By Margaret Chrystall


IF you look down all the time and suddenly spot unusual shoes, chances are you will look up to see who is wearing them.

That was the starting point for Curious Shoes, a show that has already awakened the interest of those living with dementia, their relatives and carers across the country.

Magdalena Shamberger came up with the play having worked through drama with older people with dementia for 18 years and noticing that the ‘here and now’ sparks their interest.

“When I first went into a home in the Borders, I felt it was so wonderful to sit down with the people there and create some light, life and bring some positive energy from a situation you feel might be boring and unstimulating. Care staff have all the caring duties, but on that visit, I was able to give those in the home undivided attention and it just opened them up.”

After growing up in Austria, studying acting in Paris then coming to Scotland to work, Magdalena co-founded but has now stepped back from a charity organisation called Hearts and Minds, created in 1997.

It runs the Clown Doctors for sick children and the Elderflowers programme for elderly people with dementia.

But Magdalena moved on from Hearts and Minds in 2014 when she was awarded the Paul Hamlyn Breakthrough Grant and decided to use the money to research and develop Curious Shoes and her training, Artful Minds, for artists to engage with people with dementia.

“They are my two babies!” Magdalena laughed.

She wants to challenge assumptions and change ideas about the creative potential of people living with dementia.

“I don’t see the point of focusing on the past.

“I focus on the starting point of the here and now and use people’s imagination – which they still have – to project into the possibilities and what there ‘could’ be.

“This is how Curious Shoes really works. The things that stay longest with people with dementia are creativity, humour and rhythm. In Curious Shoes it is the rhythm of the shoes and movement and language.

“But also people who have been creative will rediscover – or can rediscover – their creativity.

“I think imagination does not die, people are just not given the opportunity to imagine.”

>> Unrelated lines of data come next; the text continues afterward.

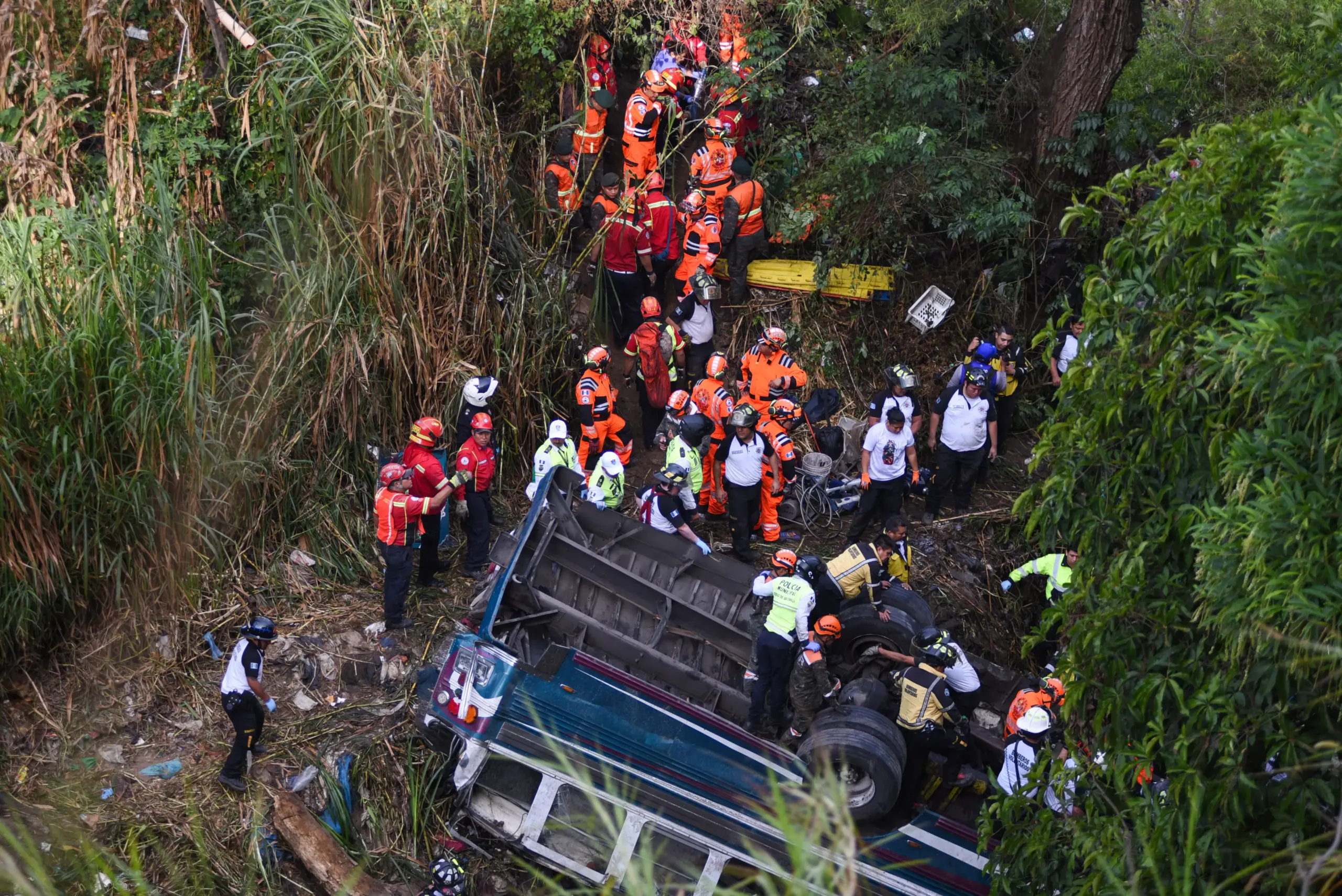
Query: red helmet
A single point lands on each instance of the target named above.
(596, 359)
(599, 45)
(716, 365)
(426, 431)
(678, 402)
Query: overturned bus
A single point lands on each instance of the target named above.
(605, 681)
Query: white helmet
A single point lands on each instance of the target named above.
(1035, 721)
(611, 465)
(480, 390)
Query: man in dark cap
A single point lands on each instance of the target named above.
(742, 226)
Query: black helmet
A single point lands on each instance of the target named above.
(928, 636)
(744, 416)
(259, 628)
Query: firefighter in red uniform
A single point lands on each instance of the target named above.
(477, 458)
(713, 399)
(702, 242)
(710, 167)
(596, 412)
(780, 420)
(427, 479)
(396, 513)
(767, 371)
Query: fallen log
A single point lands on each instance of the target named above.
(322, 856)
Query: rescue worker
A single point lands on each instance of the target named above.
(783, 563)
(427, 478)
(693, 313)
(776, 427)
(686, 435)
(710, 167)
(663, 230)
(713, 399)
(971, 428)
(590, 141)
(243, 697)
(557, 451)
(886, 451)
(624, 247)
(605, 486)
(398, 510)
(596, 61)
(596, 411)
(1058, 570)
(1011, 361)
(702, 242)
(739, 465)
(653, 338)
(1048, 697)
(643, 113)
(661, 506)
(900, 380)
(857, 577)
(929, 721)
(811, 682)
(742, 226)
(477, 458)
(768, 371)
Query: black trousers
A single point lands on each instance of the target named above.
(477, 530)
(921, 743)
(878, 502)
(956, 472)
(401, 560)
(248, 717)
(428, 546)
(775, 668)
(740, 253)
(697, 360)
(651, 416)
(744, 513)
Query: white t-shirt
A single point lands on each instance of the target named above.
(888, 451)
(961, 676)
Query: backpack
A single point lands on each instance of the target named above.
(653, 363)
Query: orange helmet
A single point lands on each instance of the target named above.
(784, 409)
(785, 561)
(716, 365)
(828, 625)
(426, 431)
(694, 204)
(599, 45)
(596, 359)
(678, 402)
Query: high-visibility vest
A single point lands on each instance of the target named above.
(568, 188)
(788, 595)
(749, 207)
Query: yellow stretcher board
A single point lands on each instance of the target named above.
(858, 282)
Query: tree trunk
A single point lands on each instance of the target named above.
(1085, 61)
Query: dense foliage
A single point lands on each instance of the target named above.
(1196, 460)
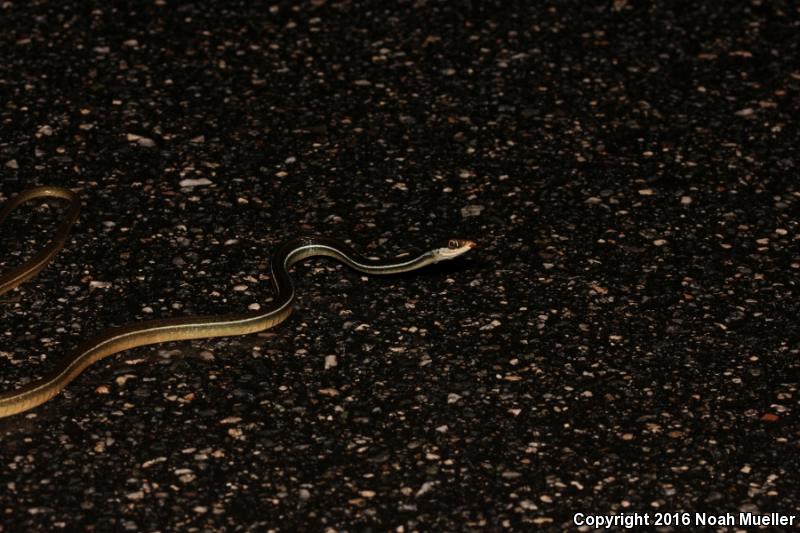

A colourful scene from Curious Shoes. Picture: Eoin Carey
A colourful scene from Curious Shoes. Picture: Eoin Carey

Magdalena created Curious Shoes – carefully devised and developed with a focus group of dementia sufferers and relatives – to provide the chance for somebody with dementia to share the experience of a live performance in a relaxed setting.

The show comes to life through music, movement, evocative pictures but few words. Shoes are very important to four performers loosely based on film characters – includingFred Astaire in Funny Face, Bette Davis in Now Voyager and Charlie Chaplin in City Lights.

Magdalena said: “It’s a mixture of structure – and of a storyline, if people still want to follow one. Everything is allowed. So if somebody wants to get up, or help, or say or do something, it doesn’t matter. At the end, everyone is encouraged to dance and can dance on stage.

“A lady came here yesterday with a care home and after the performance the care stuff said ‘You fulfilled her dream, she has always wanted to dance on stage’.

“With Curious Shoes, the bigger picture for me is that I really want to change how people with dementia are being looked at.”

Curious Shoes is at Eden Court, Inverness, on Tuesday, June 18 at 11am and 2.30pm.